The garlic vinegar is a precious substance that I was first introduced to by the late Laurie Colwin's wonderful book More Home Cooking: A Writer Returns to the Kitchen, which I bought in 2004 when I was pregnant with our first child. Ibecomes, over time, a liquid essence of garlic which can be dangerously addictive.  Poke 3 peeled garlic cloves into a clean glass bottle and top up with cider vinegar.  I imagine you could successfully use a wine, sherry or even rice vinegar instead, but I never have. When the bottle is nearly, but not quite, empty I like to strain out the remaining vinegar and replace the garlic cloves with fresh ones before returning the 'old' vinegar to the bottle and topping up with 'new'. Hope you've enjoyed your weekend, and Happy Mother's Day to moms in the U.S.A. (and everywhere else too, we deserve it!)

Cath xx

Saturday, 11 May 2013

Saturday 11th of May 2013

I love avocados.  Popping a couple in my shopping basket and bringing them home, to be tucked away in a brown paper bag on the kitchen counter until they are perfectly ripe has become something of a weekly ritual.  Sliced into salads,  quickly mashed to spread on a tortilla for a fast quesadilla or just eaten, greedily,  with a splash of vinaigrette,  I've yet to find a way to eat them that I've not liked. Jeffrey Steingarten informs me, in The Man Who Ate Everything, (a corker of a book, by the way, and highly recommended) that "Brazilians eat avocados for dessert,  mashed up with sugar". Haven't tried it yet, but maybe one of these days I will...

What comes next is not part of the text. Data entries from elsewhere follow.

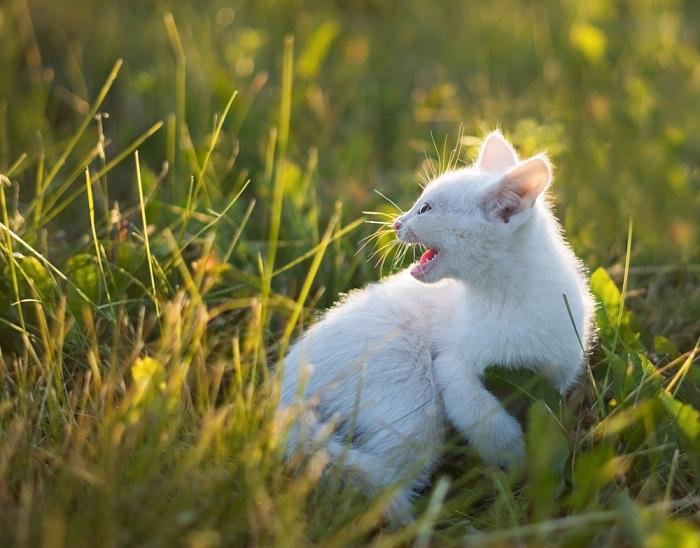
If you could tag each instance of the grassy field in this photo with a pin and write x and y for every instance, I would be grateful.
(183, 187)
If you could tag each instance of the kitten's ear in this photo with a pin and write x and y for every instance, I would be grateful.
(519, 189)
(496, 153)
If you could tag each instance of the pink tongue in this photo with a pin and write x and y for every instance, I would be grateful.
(429, 254)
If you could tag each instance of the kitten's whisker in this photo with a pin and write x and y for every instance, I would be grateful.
(390, 201)
(379, 213)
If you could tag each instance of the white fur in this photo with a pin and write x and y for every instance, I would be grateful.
(376, 379)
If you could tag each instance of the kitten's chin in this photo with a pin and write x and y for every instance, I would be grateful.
(425, 269)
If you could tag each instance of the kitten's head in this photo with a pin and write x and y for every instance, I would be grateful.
(470, 218)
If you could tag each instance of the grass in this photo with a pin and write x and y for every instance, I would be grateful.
(144, 302)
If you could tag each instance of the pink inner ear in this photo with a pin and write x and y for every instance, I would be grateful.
(496, 154)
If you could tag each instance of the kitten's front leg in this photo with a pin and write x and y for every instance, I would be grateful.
(478, 414)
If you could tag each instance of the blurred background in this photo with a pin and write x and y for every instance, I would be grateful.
(610, 89)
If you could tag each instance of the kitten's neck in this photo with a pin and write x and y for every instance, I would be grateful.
(534, 257)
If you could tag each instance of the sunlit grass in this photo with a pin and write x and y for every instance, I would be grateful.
(137, 382)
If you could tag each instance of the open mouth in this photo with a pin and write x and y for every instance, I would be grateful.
(425, 264)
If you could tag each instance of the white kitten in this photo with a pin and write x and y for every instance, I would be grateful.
(376, 379)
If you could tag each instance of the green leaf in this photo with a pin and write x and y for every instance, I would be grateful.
(665, 346)
(686, 419)
(594, 469)
(608, 311)
(548, 451)
(38, 275)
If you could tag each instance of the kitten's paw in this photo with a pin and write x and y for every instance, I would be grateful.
(502, 443)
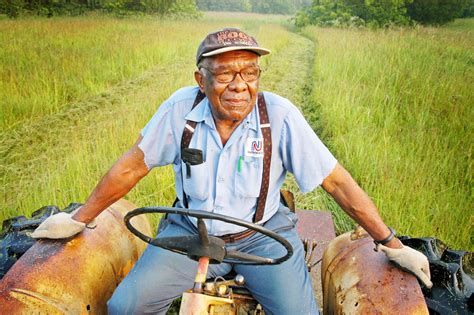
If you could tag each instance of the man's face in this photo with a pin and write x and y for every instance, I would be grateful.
(232, 101)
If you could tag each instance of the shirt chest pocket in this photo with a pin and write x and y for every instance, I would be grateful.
(248, 178)
(197, 184)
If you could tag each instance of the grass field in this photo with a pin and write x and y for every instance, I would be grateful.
(394, 106)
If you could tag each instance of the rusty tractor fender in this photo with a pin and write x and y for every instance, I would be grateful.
(76, 275)
(358, 280)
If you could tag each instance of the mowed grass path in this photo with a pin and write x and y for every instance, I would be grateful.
(397, 109)
(393, 106)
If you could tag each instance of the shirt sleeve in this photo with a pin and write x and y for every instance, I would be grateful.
(303, 153)
(158, 143)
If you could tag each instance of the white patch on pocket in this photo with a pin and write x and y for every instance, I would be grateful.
(254, 147)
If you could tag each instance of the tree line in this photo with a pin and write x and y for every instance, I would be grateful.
(336, 13)
(258, 6)
(383, 13)
(15, 8)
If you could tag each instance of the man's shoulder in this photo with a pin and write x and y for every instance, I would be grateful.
(184, 95)
(279, 105)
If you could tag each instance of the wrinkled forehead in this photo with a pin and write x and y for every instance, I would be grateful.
(238, 58)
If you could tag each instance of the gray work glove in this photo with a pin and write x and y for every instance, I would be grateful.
(410, 260)
(60, 225)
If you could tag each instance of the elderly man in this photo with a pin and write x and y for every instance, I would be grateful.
(231, 148)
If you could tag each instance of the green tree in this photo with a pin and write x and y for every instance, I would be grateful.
(436, 12)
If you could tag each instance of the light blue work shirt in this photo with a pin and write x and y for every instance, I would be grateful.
(228, 181)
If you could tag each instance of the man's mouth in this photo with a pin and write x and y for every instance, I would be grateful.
(236, 101)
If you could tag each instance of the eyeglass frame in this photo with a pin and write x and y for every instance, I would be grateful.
(235, 74)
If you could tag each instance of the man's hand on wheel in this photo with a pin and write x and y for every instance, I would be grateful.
(60, 225)
(411, 260)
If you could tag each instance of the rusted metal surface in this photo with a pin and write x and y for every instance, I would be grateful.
(358, 280)
(74, 276)
(318, 226)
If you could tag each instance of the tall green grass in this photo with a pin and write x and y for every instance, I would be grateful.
(47, 64)
(397, 109)
(394, 106)
(59, 157)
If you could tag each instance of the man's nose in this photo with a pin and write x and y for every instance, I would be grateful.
(238, 84)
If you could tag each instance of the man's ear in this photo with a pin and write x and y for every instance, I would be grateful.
(199, 79)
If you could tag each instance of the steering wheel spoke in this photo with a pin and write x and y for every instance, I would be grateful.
(204, 245)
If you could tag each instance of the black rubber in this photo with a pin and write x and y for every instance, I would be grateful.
(234, 257)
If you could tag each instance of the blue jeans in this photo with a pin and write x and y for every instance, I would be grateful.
(160, 276)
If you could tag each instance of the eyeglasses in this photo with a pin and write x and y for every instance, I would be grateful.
(248, 74)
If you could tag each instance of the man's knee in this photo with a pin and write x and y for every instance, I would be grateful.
(121, 301)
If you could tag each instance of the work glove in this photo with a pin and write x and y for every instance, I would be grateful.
(411, 260)
(61, 225)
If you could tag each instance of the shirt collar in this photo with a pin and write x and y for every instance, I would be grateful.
(202, 112)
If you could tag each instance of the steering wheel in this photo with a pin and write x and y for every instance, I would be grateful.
(204, 245)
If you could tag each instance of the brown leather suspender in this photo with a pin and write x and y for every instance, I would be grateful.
(267, 151)
(186, 139)
(267, 157)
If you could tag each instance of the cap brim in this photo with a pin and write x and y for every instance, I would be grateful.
(258, 50)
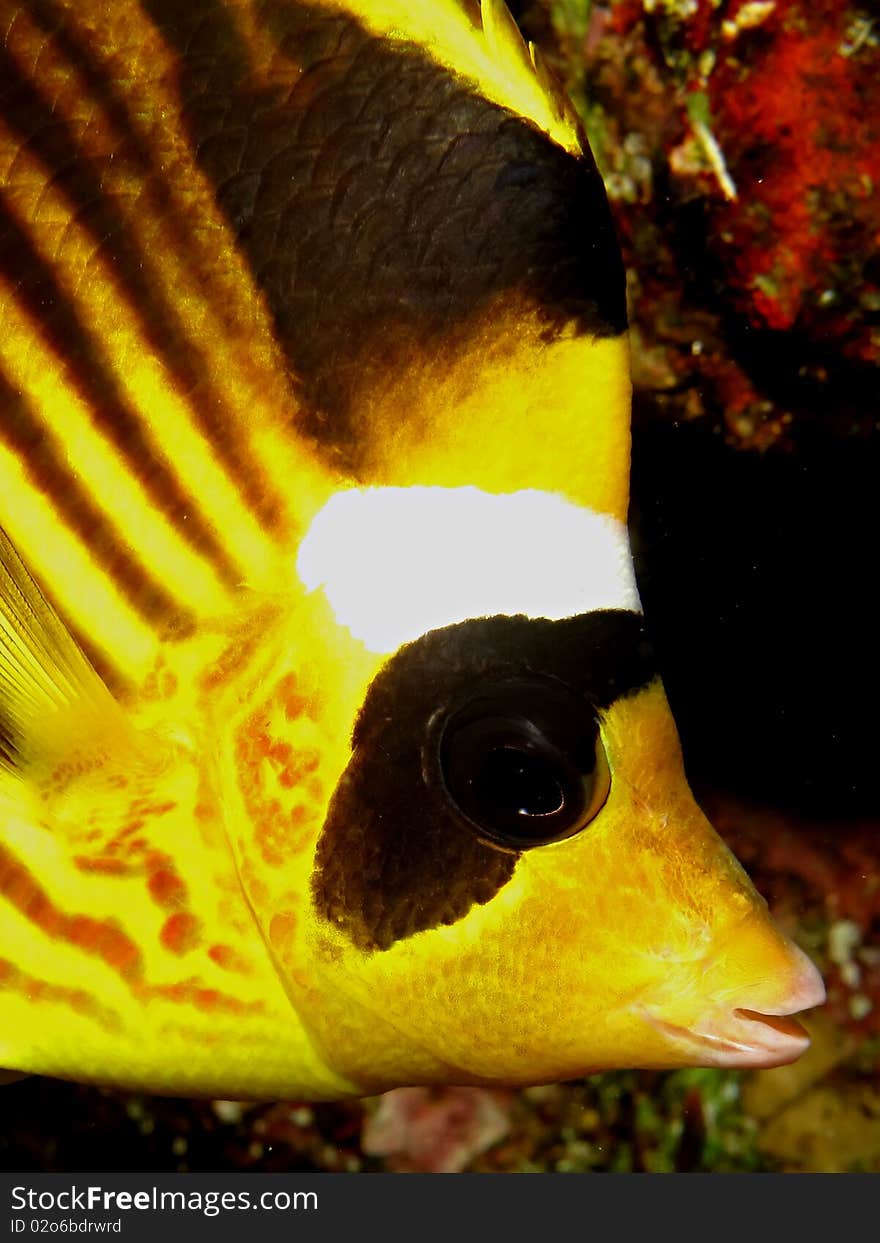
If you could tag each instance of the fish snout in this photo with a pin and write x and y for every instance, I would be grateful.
(750, 1026)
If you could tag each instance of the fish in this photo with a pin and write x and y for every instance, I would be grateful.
(333, 751)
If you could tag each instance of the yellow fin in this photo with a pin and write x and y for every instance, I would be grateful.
(481, 42)
(51, 700)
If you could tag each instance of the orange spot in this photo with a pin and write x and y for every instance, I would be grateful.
(180, 932)
(192, 992)
(13, 980)
(105, 866)
(102, 939)
(281, 930)
(165, 888)
(228, 958)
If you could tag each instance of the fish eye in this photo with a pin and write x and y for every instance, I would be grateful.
(523, 763)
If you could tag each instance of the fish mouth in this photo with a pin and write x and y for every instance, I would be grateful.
(746, 1041)
(750, 1037)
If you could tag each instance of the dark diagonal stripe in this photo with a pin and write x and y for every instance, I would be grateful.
(380, 201)
(91, 376)
(49, 137)
(45, 465)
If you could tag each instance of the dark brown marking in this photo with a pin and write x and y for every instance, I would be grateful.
(383, 204)
(47, 469)
(44, 131)
(394, 858)
(92, 377)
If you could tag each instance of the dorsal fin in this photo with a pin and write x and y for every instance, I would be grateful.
(51, 700)
(481, 42)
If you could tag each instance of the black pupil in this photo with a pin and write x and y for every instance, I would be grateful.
(518, 761)
(520, 783)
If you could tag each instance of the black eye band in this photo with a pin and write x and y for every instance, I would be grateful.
(522, 762)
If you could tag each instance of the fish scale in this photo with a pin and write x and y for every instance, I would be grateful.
(332, 748)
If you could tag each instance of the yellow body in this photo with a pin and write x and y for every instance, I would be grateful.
(162, 806)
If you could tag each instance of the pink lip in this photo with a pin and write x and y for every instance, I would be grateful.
(743, 1039)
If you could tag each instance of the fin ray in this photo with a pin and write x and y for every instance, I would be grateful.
(44, 676)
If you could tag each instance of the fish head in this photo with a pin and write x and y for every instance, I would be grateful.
(512, 881)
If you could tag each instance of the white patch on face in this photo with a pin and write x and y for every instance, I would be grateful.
(397, 562)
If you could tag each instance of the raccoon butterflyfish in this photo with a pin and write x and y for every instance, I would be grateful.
(333, 755)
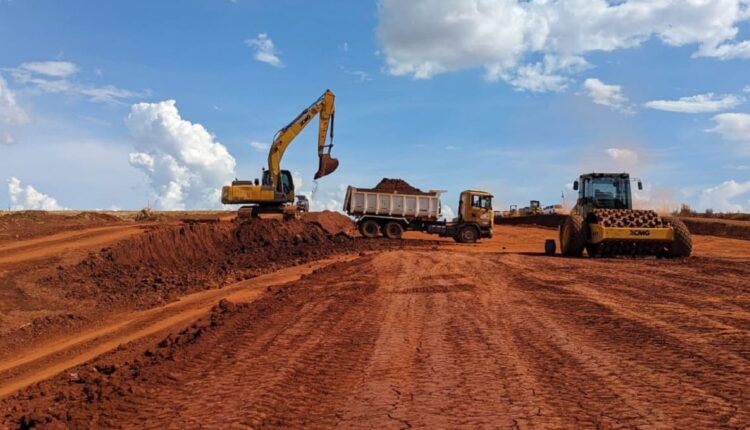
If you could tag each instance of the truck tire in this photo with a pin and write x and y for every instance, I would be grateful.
(549, 247)
(393, 230)
(369, 228)
(682, 246)
(572, 236)
(467, 234)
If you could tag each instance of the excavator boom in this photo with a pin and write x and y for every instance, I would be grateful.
(324, 107)
(275, 192)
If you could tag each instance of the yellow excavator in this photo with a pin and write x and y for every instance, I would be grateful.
(274, 193)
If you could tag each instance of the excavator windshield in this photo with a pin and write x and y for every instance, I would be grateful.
(608, 192)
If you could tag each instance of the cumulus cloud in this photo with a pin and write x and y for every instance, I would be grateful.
(260, 146)
(520, 40)
(265, 51)
(625, 156)
(58, 69)
(697, 104)
(184, 163)
(733, 126)
(28, 198)
(10, 112)
(729, 196)
(606, 95)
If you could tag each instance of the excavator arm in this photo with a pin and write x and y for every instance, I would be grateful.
(324, 107)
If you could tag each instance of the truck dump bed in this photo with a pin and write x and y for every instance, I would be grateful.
(422, 206)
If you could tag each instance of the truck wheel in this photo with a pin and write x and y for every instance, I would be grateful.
(369, 229)
(393, 230)
(549, 247)
(467, 234)
(682, 246)
(572, 236)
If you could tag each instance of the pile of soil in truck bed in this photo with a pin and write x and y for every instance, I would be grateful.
(396, 186)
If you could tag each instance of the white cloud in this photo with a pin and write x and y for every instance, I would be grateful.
(606, 95)
(10, 112)
(186, 165)
(624, 156)
(265, 51)
(422, 38)
(733, 126)
(58, 69)
(536, 78)
(697, 104)
(260, 146)
(56, 77)
(29, 198)
(729, 196)
(362, 75)
(6, 138)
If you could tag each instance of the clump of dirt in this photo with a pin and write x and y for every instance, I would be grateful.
(549, 221)
(85, 394)
(96, 217)
(331, 222)
(147, 214)
(173, 260)
(718, 227)
(397, 186)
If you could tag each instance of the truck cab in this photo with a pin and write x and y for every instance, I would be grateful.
(475, 217)
(476, 207)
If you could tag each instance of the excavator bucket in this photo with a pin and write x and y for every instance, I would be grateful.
(327, 165)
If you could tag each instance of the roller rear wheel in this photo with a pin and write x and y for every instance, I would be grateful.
(682, 246)
(467, 234)
(572, 236)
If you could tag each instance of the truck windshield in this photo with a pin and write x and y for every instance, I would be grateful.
(610, 193)
(483, 202)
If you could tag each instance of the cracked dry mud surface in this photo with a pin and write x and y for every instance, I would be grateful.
(442, 339)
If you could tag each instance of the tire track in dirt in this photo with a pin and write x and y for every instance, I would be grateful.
(37, 364)
(56, 244)
(416, 338)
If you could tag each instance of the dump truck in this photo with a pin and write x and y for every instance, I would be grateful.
(390, 214)
(534, 208)
(604, 223)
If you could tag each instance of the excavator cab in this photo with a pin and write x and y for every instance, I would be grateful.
(326, 163)
(285, 185)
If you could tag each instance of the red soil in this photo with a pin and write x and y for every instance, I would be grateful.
(397, 186)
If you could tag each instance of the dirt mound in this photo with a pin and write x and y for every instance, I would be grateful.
(551, 221)
(172, 260)
(397, 186)
(96, 216)
(331, 222)
(718, 227)
(147, 214)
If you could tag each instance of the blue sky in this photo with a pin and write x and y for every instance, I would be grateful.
(515, 98)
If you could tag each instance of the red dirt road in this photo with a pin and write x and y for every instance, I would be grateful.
(442, 338)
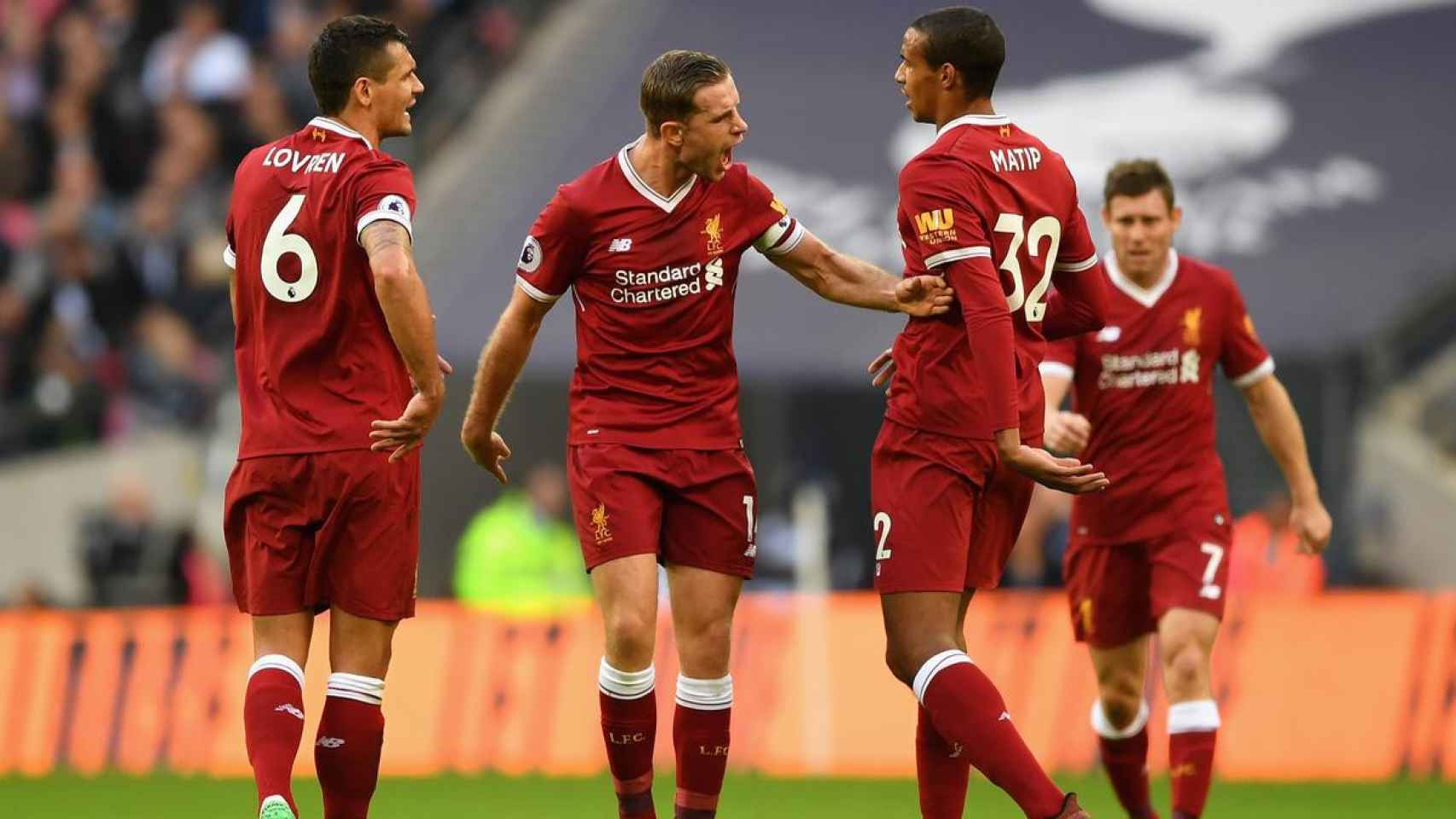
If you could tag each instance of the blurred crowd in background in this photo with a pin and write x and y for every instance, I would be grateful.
(121, 123)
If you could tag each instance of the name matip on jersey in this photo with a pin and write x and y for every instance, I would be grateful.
(1144, 383)
(653, 280)
(315, 358)
(985, 189)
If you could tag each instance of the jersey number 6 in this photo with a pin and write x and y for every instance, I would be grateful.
(278, 245)
(1045, 227)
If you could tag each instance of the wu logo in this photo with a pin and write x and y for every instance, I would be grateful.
(1193, 320)
(932, 222)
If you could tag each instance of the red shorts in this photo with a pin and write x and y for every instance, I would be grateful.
(946, 511)
(689, 507)
(328, 528)
(1120, 591)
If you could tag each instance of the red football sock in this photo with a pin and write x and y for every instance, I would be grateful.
(1193, 728)
(351, 735)
(272, 723)
(629, 732)
(1124, 755)
(942, 769)
(701, 740)
(965, 707)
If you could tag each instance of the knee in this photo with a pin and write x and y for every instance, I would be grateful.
(631, 636)
(1185, 671)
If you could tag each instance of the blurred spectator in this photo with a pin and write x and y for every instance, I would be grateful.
(198, 59)
(520, 555)
(121, 123)
(1264, 559)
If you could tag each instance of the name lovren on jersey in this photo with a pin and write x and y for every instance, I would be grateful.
(300, 162)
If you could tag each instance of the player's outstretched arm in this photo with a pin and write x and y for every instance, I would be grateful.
(1283, 435)
(1064, 431)
(1078, 305)
(501, 363)
(406, 311)
(856, 282)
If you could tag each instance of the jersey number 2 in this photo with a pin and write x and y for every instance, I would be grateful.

Last night, for supper, I grilled a stack of lamb leg steaks and made a couple of different salads to go with.  In the interests of gilding the lily,  I also toasted some pitta and knocked up a batch of this gorgeous avocado houmous.  Smooth and mildly nutty-tasting, this knocks guacamole out of the park as far as I'm concerned, and is A.Mazing with lamb.  It also has the huge advantage of staying perfectly green for days,  rather than mere minutes,  so can be handily stashed in the 'fridge for hungry moments (or, quite frankly, for those standing-by-the-open-'fridge-with-a-spoon moments!).  Cooking the already-cooked, tinned chickpeas for a few more minutes makes for a desirably smooth houmous, plus you can fish out as many of the papery skins as possible (they seem to detach easily when cooked) for an even better texture.

Avocado Houmous

410g can chickpeas,  drained and rinsed well
2 ripe avocados,  flesh scooped out and roughly chunked up
1 dsp tahini
1/2 - 1 tsp salt
juice of a lemon
avocado oil, as needed (and see below)

Put the drained,  rinsed chickpeas into a saucepan and cover with water.   Bring to the boil and cook for 3 minutes,  or until very soft.  Scoop out as many of the skins as you can or want to.   Drain and allow them to steam dry for a few minutes.  Put everything, bar the oil (and you can use a different mild oil if you want, I just always use avocado oil here) into the processor and whizz to a smooth and creamy looking paste.  Drizzle in oil to achieve the texture that you want,  I prefer my houmous to be on the softer side, rather than standing up in stiff peaks.  Serve immediately, or seal in a tub in the 'fridge for later.